Today I saw a friend in the grocery store.  She lives far out in a rural area, so I rarely see her.  Recently her family has been going through an extremely difficult time.  I’ve had her name written in my prayer journal and on my to-do list that reminds me that there’s something she needs help with that I can continue to work on.  Seeing her was wonderful She’s a warm, generous soul.  We embraced, she updated me on her family, then she pointed to another woman nearby and mentioned that she had brought this person with her to the store because that woman doesn’t have transportation unless someone helps her.  “I could have asked for her shopping list and done it for her, but everyone wants to get out of the house sometimes.  Everyone needs a break,” she said.  This friend is under intense stress right now, but she opted to help another person this afternoon and to meet their needs for grocery-shopping together.  Even under great stress, she loved her neighbor, and they both seemed happy because of this.   
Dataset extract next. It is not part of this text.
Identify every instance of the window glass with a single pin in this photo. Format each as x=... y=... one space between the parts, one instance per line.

This afternoon I took mom with me when driving my daughter to an event half an hour away.  We passed a church and I mentioned that I will be attending a funeral there next week for a co-worker.  Mom asked about the person who died.  I mentioned that he had been his mother’s caregiver so his sudden death is especially difficult for her and for many others.   Mom, who seems to grow more confused lately, spoke up:  “Well why don’t you bring her to see me sometime?  We could go out and do things together.  If she enjoys my company, we could get together often.  I’d like to help her if I can.”  Mom doesn’t know what town or what state we live in.  She doesn’t know how old she is or how long she’s been living here.  She doesn’t know what she had to eat for dinner once she gets up from the table.  But she wants to help cheer up the stranger and give her company.   

In our culture, we often think the ones who can “help” or who can “give” are the “fortunate” ones:  the rich, the popular, the ones with the easy life.  How beautiful to be reminded today that a friend going through a very hard time is also the one offering help to another, the one giving the priceless gift of friendship.  My mother, deep in the confusion of dementia, still wants to offer solace and friendship to a stranger 

For those who follow Christ and take seriously His call to love our neighbor as ourself, I hope that my day is a comfort.  Yes… we are called to love our neighbor generously on our good days, when we are strong and well-rested, when we have some cash or energy to spare.  But… even when stress builds, even when life takes an unexpected turn, even when we or our family goes through a very difficult time that call is still there because it has become a part of who we are as a follower of Christ.  My surely overwhelmed friend helps her neighbor, because that’s who she is.  My mom, who is profoundly forgetful, remembers to comfort the grieving.  May we all practice this sacrificial love of neighbor NOW so that if or when we encounter difficult times or a progression of dementia, it will be second nature to us to love our neighbor as ourself 

I hope I never experience the challenges of my friend or of my mother, but if I do, I hope I’m as generous and kind as they are.